I’m interested in ways that we can reduce economic and community barriers that have prevented people from becoming involved in food production. Do you see the commons model fulfilling a community need as an entry point for people who have previously been left out?
Simple reciprocity is a term I use a lot when talking about the commons. We’re a society of givers and receivers. We switch sides of the fence depending on our own circumstances and interactions with others. I like to think of reciprocity as a flow of energy that nourishes and connects people as it moves through and within a community.
I’ve thought a lot about how people negotiate the shame attached with not being able to provide for themselves and their whānau. We live in a society that struggles to value or reward asking for help.
We were careful when creating our model that we didn’t want to impose any barriers to the kai we grow. You don’t need to participate, and you can collect produce whenever you can, want or need.
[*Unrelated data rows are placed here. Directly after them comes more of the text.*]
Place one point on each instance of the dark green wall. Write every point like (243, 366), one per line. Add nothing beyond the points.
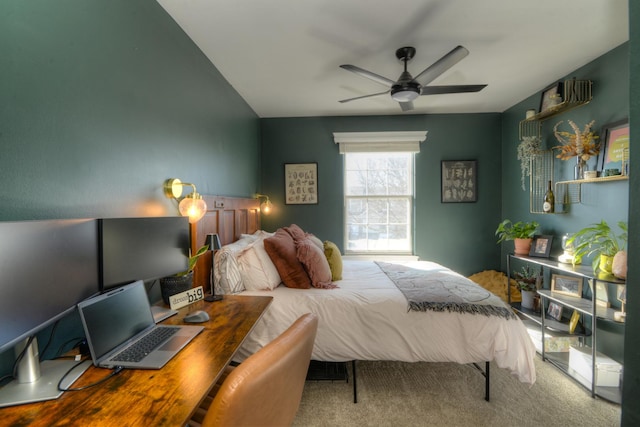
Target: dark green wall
(454, 234)
(100, 102)
(631, 380)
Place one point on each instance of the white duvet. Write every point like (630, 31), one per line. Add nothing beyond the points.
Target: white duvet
(367, 318)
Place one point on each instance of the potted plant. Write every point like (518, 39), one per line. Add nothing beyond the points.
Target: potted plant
(181, 281)
(520, 232)
(526, 282)
(601, 242)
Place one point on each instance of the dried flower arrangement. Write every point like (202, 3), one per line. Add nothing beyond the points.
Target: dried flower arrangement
(579, 143)
(529, 147)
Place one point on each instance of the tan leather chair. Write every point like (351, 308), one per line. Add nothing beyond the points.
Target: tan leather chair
(265, 389)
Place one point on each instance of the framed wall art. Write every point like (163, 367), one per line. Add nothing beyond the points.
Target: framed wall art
(567, 285)
(459, 181)
(614, 149)
(551, 96)
(301, 183)
(541, 246)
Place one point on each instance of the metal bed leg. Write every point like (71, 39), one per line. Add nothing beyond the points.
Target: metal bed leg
(355, 388)
(486, 375)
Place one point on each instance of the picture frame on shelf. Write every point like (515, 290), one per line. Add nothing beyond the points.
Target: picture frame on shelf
(555, 311)
(301, 183)
(614, 148)
(541, 246)
(551, 96)
(459, 181)
(566, 285)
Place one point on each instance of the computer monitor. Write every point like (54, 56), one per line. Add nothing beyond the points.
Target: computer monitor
(46, 268)
(142, 249)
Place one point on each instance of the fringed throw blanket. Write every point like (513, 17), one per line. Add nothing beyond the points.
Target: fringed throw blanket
(441, 289)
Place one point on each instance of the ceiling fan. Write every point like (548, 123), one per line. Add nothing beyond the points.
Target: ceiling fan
(408, 88)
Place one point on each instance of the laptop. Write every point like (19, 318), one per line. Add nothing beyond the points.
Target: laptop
(116, 323)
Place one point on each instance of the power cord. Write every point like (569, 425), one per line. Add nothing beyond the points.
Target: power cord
(113, 373)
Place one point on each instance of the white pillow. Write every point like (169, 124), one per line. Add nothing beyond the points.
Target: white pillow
(256, 268)
(226, 271)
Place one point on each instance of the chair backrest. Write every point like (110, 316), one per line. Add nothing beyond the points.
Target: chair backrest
(265, 389)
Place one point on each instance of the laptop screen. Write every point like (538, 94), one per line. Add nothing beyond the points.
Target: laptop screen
(115, 317)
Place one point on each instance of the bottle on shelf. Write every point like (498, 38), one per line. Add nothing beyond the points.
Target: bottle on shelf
(549, 200)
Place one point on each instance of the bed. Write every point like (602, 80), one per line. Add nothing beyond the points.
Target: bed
(364, 315)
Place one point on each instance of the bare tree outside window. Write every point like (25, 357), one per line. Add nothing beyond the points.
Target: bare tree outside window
(378, 202)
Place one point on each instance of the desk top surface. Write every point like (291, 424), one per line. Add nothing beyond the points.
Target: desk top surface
(153, 397)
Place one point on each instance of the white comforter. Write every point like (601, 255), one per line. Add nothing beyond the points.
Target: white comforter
(367, 318)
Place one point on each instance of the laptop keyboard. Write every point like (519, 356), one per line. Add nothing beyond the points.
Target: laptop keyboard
(145, 345)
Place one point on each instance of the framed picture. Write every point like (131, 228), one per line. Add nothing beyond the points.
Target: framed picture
(459, 181)
(555, 311)
(551, 96)
(567, 285)
(541, 246)
(301, 183)
(614, 149)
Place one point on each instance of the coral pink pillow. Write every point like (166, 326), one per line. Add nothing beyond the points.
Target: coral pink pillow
(315, 263)
(282, 251)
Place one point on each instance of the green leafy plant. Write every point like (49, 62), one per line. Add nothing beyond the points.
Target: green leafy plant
(508, 230)
(598, 239)
(193, 259)
(526, 279)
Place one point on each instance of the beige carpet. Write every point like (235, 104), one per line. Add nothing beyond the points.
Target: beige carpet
(447, 394)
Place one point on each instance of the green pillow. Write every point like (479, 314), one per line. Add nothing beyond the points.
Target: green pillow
(334, 258)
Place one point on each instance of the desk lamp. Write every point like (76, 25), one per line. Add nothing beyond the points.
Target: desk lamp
(213, 241)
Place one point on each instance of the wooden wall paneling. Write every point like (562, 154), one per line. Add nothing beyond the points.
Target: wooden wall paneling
(229, 217)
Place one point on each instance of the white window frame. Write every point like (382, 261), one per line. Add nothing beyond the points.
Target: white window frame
(380, 142)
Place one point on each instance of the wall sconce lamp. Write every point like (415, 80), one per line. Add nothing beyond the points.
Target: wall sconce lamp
(266, 206)
(190, 205)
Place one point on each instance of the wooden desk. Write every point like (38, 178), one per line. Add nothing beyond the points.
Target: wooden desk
(165, 397)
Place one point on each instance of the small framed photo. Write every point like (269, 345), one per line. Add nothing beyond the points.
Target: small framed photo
(301, 183)
(551, 96)
(567, 285)
(555, 311)
(459, 181)
(541, 246)
(613, 158)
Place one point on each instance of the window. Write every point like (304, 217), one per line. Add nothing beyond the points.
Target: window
(378, 202)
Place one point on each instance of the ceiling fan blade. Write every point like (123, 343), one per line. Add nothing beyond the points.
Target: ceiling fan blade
(368, 74)
(439, 90)
(406, 106)
(365, 96)
(441, 65)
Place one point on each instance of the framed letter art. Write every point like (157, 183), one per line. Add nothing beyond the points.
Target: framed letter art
(301, 183)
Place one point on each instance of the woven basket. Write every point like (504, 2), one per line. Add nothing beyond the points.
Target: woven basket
(174, 285)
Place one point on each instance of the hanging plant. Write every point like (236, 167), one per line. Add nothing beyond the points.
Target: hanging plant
(529, 147)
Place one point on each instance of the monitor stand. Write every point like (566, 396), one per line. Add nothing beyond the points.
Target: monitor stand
(45, 387)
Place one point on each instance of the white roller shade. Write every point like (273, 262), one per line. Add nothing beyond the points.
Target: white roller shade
(370, 142)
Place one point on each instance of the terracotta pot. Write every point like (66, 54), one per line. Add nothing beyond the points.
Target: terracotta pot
(522, 246)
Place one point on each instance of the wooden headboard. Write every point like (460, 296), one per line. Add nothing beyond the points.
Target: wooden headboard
(229, 217)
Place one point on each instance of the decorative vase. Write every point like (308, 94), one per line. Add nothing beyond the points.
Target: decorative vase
(579, 168)
(174, 285)
(527, 299)
(619, 265)
(606, 262)
(522, 246)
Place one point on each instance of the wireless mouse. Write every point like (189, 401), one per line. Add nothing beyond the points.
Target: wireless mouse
(197, 316)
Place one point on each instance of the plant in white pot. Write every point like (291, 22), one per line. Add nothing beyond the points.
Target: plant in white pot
(526, 282)
(520, 232)
(181, 281)
(607, 248)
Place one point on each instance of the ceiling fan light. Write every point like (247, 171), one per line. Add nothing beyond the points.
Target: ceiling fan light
(404, 94)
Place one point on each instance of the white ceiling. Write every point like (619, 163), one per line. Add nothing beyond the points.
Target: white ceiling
(283, 56)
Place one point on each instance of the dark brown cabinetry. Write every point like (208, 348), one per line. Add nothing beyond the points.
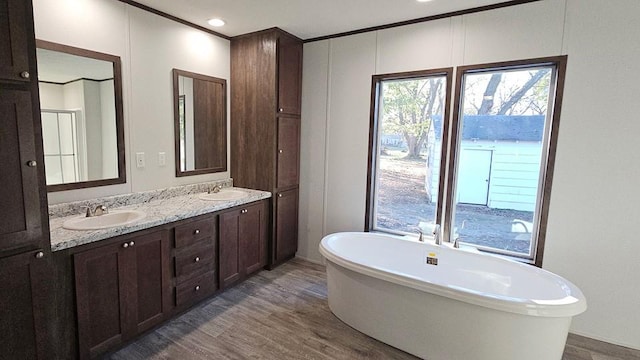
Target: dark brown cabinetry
(286, 224)
(21, 224)
(243, 249)
(122, 289)
(195, 260)
(15, 20)
(265, 125)
(23, 289)
(25, 261)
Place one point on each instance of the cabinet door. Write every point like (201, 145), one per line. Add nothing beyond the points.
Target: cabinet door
(22, 300)
(100, 298)
(19, 196)
(150, 298)
(15, 16)
(229, 248)
(286, 242)
(289, 75)
(288, 150)
(252, 238)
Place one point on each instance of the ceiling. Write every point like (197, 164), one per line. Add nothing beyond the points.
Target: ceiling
(61, 68)
(307, 18)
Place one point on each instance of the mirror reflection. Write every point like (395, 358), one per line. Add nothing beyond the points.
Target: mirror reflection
(81, 112)
(200, 123)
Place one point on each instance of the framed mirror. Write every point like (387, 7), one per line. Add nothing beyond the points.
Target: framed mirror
(81, 112)
(200, 119)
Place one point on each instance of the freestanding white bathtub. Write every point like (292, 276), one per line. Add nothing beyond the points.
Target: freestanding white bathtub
(470, 306)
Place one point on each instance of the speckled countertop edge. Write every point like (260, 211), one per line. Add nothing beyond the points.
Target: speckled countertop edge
(158, 212)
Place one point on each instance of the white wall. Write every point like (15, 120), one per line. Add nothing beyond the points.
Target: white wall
(149, 47)
(587, 239)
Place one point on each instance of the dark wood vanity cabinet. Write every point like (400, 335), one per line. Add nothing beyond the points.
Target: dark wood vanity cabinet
(195, 260)
(23, 296)
(289, 51)
(25, 255)
(266, 80)
(122, 289)
(15, 20)
(243, 242)
(286, 224)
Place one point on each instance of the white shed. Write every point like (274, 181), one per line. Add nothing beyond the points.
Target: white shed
(499, 161)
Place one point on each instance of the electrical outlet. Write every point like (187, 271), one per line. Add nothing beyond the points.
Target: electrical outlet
(140, 160)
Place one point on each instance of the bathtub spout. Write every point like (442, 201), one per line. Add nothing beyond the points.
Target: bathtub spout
(436, 234)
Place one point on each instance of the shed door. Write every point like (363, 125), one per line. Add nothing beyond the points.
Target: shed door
(473, 176)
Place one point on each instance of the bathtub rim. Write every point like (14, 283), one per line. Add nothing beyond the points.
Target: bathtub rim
(513, 305)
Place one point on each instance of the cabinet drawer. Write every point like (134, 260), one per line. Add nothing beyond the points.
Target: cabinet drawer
(196, 289)
(189, 233)
(195, 260)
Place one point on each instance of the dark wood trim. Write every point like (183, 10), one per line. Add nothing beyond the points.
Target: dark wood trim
(422, 19)
(176, 120)
(373, 134)
(560, 73)
(117, 85)
(174, 18)
(74, 80)
(559, 63)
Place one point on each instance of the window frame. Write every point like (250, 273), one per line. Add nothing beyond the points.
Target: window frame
(376, 82)
(451, 146)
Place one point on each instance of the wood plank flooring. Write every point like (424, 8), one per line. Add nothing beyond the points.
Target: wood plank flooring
(283, 314)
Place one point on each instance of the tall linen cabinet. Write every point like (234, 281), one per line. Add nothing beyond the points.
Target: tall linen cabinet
(266, 86)
(25, 251)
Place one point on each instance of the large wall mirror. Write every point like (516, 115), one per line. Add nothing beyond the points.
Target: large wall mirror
(81, 111)
(200, 112)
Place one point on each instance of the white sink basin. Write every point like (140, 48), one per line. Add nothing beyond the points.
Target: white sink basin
(111, 219)
(224, 195)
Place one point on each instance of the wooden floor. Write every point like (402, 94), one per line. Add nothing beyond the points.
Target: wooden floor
(283, 314)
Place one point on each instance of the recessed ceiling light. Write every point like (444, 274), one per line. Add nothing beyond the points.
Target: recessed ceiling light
(216, 22)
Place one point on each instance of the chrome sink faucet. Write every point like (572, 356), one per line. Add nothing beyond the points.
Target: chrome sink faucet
(215, 189)
(99, 210)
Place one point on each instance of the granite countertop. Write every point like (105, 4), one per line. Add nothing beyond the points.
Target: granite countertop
(158, 211)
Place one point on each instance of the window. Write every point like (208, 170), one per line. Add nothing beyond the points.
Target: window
(487, 180)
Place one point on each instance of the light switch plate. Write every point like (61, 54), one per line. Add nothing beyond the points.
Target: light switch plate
(140, 160)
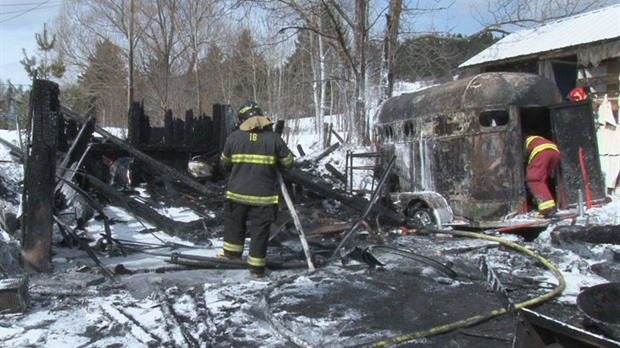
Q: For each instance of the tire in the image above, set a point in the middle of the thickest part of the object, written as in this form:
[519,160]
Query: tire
[420,217]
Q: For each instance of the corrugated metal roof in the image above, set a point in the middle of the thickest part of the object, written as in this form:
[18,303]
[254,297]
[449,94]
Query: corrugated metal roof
[581,29]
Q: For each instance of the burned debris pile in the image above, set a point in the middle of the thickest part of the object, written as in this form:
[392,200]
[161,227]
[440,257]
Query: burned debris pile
[377,281]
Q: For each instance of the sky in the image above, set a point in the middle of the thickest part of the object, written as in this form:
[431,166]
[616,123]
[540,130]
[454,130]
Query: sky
[19,21]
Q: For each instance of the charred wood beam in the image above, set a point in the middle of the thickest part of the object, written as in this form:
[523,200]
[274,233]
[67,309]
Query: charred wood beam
[88,250]
[39,180]
[171,227]
[336,173]
[79,141]
[591,234]
[307,162]
[14,150]
[93,204]
[324,189]
[207,189]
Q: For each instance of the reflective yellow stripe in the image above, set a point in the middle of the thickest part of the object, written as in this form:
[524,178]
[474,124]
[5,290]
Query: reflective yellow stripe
[529,140]
[546,205]
[540,148]
[235,248]
[254,159]
[255,200]
[257,261]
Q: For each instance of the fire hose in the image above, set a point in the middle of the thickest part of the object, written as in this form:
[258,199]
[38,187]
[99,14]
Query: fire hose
[261,309]
[488,316]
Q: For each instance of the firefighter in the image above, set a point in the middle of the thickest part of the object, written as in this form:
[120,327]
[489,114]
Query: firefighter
[252,155]
[542,157]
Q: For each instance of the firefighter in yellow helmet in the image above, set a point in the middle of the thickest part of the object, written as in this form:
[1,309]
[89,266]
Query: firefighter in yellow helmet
[252,154]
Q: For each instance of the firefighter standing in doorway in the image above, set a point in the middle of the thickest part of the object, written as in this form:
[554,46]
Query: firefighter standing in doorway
[252,155]
[542,157]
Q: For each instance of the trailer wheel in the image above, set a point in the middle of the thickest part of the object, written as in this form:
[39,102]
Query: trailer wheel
[420,216]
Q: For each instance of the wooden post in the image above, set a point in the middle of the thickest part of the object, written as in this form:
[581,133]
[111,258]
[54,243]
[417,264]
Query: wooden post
[40,178]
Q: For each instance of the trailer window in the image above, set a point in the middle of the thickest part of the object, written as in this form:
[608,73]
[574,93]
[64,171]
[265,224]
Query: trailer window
[493,118]
[408,129]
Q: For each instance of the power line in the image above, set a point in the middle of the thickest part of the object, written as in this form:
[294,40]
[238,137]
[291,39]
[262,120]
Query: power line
[35,6]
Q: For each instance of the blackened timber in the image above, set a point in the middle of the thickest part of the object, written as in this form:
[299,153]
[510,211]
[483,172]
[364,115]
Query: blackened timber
[589,234]
[306,163]
[88,250]
[325,189]
[14,150]
[169,226]
[40,178]
[336,173]
[207,189]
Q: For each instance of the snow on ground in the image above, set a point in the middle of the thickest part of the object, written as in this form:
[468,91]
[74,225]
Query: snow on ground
[224,306]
Our communities are far more abundant than we see. When you start to view your community through a “commons lens” you see more connections and resources than you would have seen before. We so often get caught up in viewing physical objects as resources. When growing food, we look at seedling trays, seeds, seed raising mix and compost. That’s just a few. What if we were to view passion, knowledge, generosity and curiosity as a resource? These are just some of the connecting fibres that exist within a commons community. We could also add leadership and organisation as key connecting fibres too. Without those, we’d all be floating along this journey independently of one another.
Nature doesn’t do separation. Interconnectedness is nature’s point of equilibrium. It’s a big lesson for us to learn.
The Aotearoa Food Resilience Charter is currently in draft form. It’s a collaborative charter being written by Soil & Health Association of NZ Inc in collaboration with a variety of food producers, iwi and food systems activists.
One of the key aims is to foster the creation of generative local food systems. How do we create enduring systems that juggle a commitment to sustainability and the need to provide adequately for our communities?
There’s no doubt that we need to do things a lot differently than we do now, and quick smart. Every country is facing a different set of problems relating to climate change, except for the fact that all problems stem from a prioritisation of profit over the planet.
If we are to look at the symptoms here in Aotearoa, there is no issue around the amount of food we produce. There are several other issues though – such as the conventional ways that we produce and distribute food. Over half of all the goods we export are food related, totalling approximately $47 billion per annum. This creates a scarcity model in our local markets and keeps prices high in relation to average incomes. We are fixated on a supermarket model that has high distribution costs, reduced freshness and a high carbon cost.
Going forward, we need to create food systems that build resilience and accessibility. One of the aspects of the conversation around the charter I’m really interested in is the notion of what a resilient food system should look like. Biodiversity is key, as there’s wider acceptance of the environmental strain that commercial food cropping and herd management practices are creating.
Proximity is becoming more and more important as we look for ways to reduce the carbon cost of food distribution. Nutrient density is also becoming a more widely talked about issue, as we realise the impact that the conventional food system has on the nutrient levels in our food and the health of our people. Relationships are important, there is a growing desire for people to know where their food comes from and who is producing it.
That’s where the Aotearoa Food Resilience Charter comes in. It’s about giving communities a forum to start talking about these things and an invitation to talk about the values and principles that will guide future action.